Wann sind die britischen Sommerferien?

Die Sommerferien in England (einschließlich London) laufen in der Regel von ungefähr Ende Juli bis Anfang September, wobei die genauen Termine je nach Schule variieren. In dieser Zeit ist der Inlandstourismus am höchsten und die Unterkunftspreise sind generell höher. Wer im Juni oder Anfang Juli reisen kann, erlebt spürbar weniger Betrieb an den Sehenswürdigkeiten.

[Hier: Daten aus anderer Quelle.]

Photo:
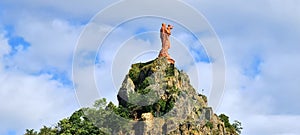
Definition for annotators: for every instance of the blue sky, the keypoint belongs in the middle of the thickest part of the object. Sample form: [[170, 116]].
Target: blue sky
[[260, 41]]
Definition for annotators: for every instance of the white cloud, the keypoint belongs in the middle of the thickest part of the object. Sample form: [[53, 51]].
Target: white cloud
[[32, 101]]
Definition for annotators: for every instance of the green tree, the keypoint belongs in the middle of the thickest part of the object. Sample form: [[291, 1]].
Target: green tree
[[237, 126]]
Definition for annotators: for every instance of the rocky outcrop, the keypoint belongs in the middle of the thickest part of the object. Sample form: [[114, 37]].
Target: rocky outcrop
[[161, 100]]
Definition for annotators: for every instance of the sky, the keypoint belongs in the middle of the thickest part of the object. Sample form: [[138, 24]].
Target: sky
[[39, 41]]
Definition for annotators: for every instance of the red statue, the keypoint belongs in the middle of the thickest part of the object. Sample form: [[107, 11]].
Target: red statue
[[165, 32]]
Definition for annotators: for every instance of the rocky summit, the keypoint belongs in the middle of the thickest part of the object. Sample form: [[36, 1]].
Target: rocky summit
[[160, 100], [155, 99]]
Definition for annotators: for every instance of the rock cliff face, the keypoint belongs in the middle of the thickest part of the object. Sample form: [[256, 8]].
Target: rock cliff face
[[161, 100]]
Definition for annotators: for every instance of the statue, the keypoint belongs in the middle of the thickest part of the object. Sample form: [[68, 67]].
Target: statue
[[165, 33]]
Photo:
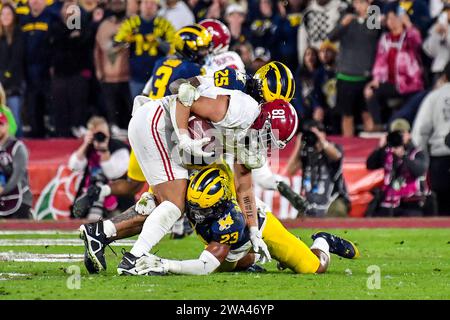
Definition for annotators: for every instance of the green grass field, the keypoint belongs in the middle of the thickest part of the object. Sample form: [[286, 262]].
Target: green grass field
[[413, 264]]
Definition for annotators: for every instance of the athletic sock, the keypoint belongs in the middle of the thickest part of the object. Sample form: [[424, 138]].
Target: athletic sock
[[157, 224], [109, 229]]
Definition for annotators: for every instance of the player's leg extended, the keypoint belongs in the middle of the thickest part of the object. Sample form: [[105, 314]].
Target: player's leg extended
[[151, 141], [291, 251]]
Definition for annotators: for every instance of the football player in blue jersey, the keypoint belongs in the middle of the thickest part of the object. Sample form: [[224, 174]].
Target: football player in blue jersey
[[192, 44], [214, 212]]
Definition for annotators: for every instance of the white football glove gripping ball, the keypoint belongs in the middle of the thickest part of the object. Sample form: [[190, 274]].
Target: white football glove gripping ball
[[146, 204], [187, 94], [150, 264], [259, 246], [194, 146]]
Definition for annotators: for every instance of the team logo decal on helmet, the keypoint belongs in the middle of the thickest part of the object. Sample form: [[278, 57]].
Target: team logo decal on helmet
[[207, 191], [193, 42], [221, 36], [275, 82], [278, 121]]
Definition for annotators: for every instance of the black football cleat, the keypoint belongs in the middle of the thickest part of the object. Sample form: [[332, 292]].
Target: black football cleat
[[95, 242], [338, 245], [254, 268], [127, 266]]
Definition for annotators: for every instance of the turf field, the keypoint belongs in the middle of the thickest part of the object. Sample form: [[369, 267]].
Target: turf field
[[412, 264]]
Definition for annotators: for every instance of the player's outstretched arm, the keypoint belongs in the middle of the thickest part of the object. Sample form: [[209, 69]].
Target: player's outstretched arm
[[210, 259]]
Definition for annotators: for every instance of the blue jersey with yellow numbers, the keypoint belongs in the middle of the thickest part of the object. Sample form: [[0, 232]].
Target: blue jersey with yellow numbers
[[144, 37], [230, 228], [231, 79], [169, 69]]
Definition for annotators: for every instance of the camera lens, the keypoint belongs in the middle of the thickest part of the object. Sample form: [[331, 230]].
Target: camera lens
[[99, 137]]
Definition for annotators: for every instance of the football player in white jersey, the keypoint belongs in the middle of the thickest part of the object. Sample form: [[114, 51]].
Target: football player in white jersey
[[151, 134], [220, 57]]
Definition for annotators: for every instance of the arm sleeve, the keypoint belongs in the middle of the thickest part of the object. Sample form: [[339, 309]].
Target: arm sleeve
[[423, 126], [117, 165], [204, 265], [76, 164], [20, 164], [418, 165]]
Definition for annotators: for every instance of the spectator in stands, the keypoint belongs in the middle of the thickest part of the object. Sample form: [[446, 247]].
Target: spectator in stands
[[216, 9], [11, 62], [264, 27], [12, 125], [149, 37], [178, 13], [397, 73], [320, 18], [35, 27], [325, 87], [437, 45], [357, 48], [431, 127], [416, 10], [404, 188], [323, 184], [235, 20], [305, 78], [70, 69], [102, 159], [292, 14], [15, 194], [112, 69], [245, 51]]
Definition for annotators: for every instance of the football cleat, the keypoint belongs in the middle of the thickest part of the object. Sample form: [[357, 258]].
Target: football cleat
[[127, 266], [95, 242], [254, 268], [338, 246], [297, 201]]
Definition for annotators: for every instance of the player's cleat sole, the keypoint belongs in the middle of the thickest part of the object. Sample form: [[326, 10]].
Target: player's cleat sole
[[127, 266], [339, 246], [94, 244]]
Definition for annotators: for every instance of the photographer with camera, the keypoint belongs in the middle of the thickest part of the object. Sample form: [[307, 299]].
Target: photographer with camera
[[323, 184], [103, 160], [15, 194], [404, 191]]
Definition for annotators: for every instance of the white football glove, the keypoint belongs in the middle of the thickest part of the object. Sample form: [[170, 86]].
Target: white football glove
[[259, 245], [146, 204], [194, 147], [151, 263], [187, 94]]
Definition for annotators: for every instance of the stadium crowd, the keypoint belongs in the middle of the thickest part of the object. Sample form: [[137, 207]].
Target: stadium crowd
[[360, 67]]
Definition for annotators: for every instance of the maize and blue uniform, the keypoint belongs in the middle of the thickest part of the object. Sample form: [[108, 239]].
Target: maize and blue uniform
[[230, 228], [169, 69], [145, 38], [227, 78]]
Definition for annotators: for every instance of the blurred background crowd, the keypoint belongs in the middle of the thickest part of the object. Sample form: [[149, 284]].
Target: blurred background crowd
[[361, 67]]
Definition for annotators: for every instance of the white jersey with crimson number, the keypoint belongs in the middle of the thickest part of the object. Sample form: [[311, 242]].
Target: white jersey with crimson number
[[221, 61], [152, 137]]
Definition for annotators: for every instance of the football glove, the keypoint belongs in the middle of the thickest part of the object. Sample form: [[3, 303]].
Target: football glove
[[146, 204]]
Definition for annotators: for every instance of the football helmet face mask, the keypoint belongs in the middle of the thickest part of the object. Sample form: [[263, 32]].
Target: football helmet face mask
[[274, 81], [220, 35], [207, 194], [193, 43], [277, 123]]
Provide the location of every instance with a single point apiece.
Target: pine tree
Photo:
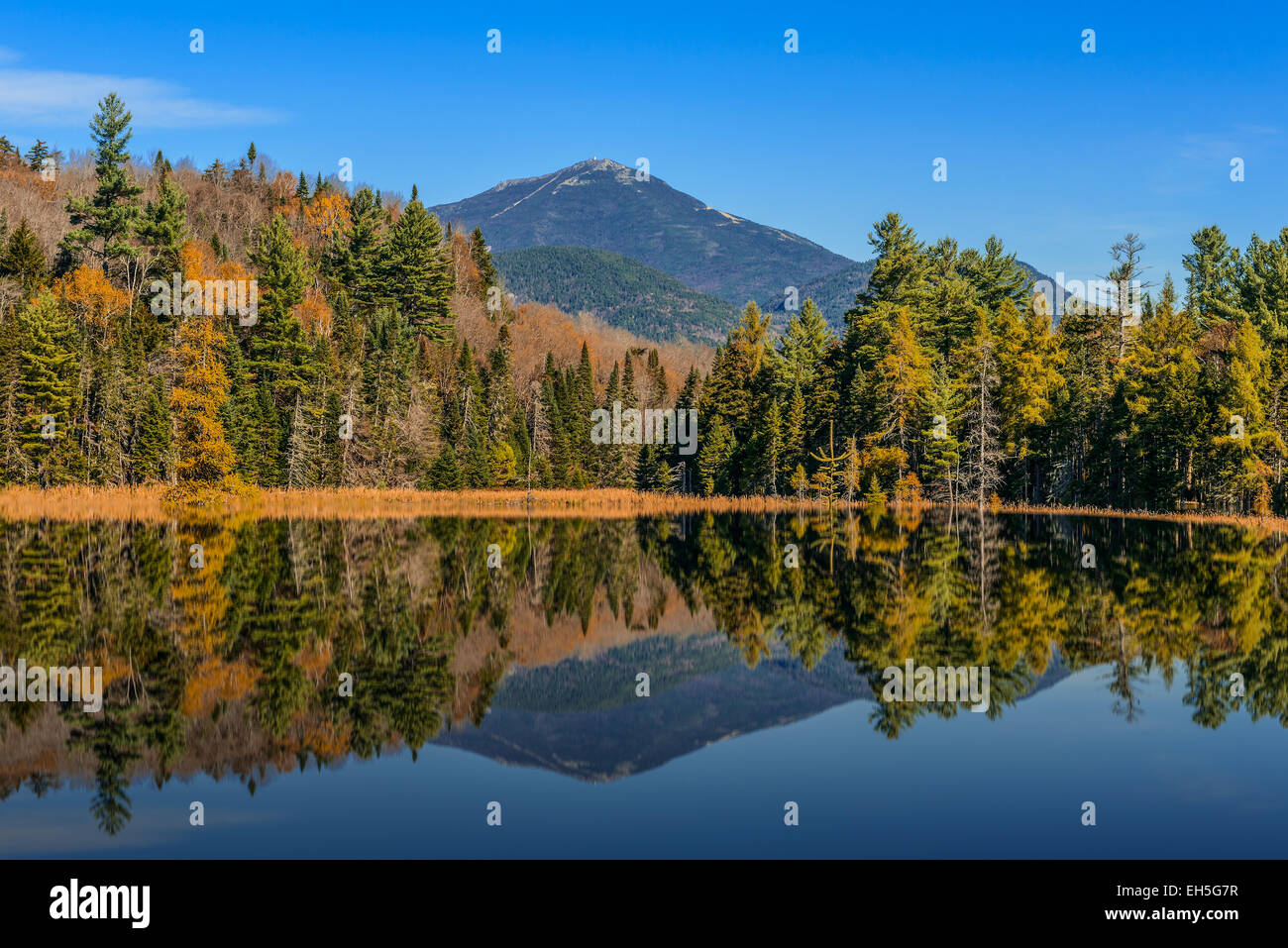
(163, 226)
(417, 272)
(353, 256)
(48, 366)
(37, 155)
(982, 464)
(278, 353)
(482, 258)
(104, 223)
(1212, 268)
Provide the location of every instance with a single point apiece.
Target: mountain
(597, 204)
(651, 231)
(833, 294)
(583, 719)
(618, 290)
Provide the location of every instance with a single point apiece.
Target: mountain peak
(599, 204)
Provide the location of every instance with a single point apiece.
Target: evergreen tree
(37, 155)
(104, 223)
(417, 272)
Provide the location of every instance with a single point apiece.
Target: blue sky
(1056, 151)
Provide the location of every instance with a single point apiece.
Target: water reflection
(236, 668)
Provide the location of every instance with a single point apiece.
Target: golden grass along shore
(155, 504)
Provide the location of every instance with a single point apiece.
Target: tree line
(948, 382)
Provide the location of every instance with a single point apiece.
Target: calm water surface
(1116, 683)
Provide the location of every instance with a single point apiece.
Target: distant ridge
(599, 204)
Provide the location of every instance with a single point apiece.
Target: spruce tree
(417, 272)
(104, 223)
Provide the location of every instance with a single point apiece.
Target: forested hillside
(357, 366)
(618, 290)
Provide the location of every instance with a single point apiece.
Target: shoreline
(151, 504)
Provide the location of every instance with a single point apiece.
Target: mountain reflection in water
(235, 669)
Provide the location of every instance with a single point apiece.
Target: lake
(699, 685)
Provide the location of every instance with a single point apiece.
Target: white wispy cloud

Welche kostenlosen Open-Air-Events gibt es in London im Sommer?

Jedes Jahr finden mehrere lohnenswerte kostenlose Events statt: West End LIVE auf dem Trafalgar Square (Juni), das Greenwich + Docklands International Festival (Ende Juni), Open-Air-Konzerte am Bandstand im Hyde Park und anderen Parks sowie der Notting Hill Carnival am August Bank Holiday Wochenende. Die BBC Proms in der Royal Albert Hall bieten zudem Stehplätze ("Promming") ab rund 8 £ – damit zählt das Festival zu den günstigsten Möglichkeiten, in Europa klassische Musik auf Weltklasseniveau zu erleben.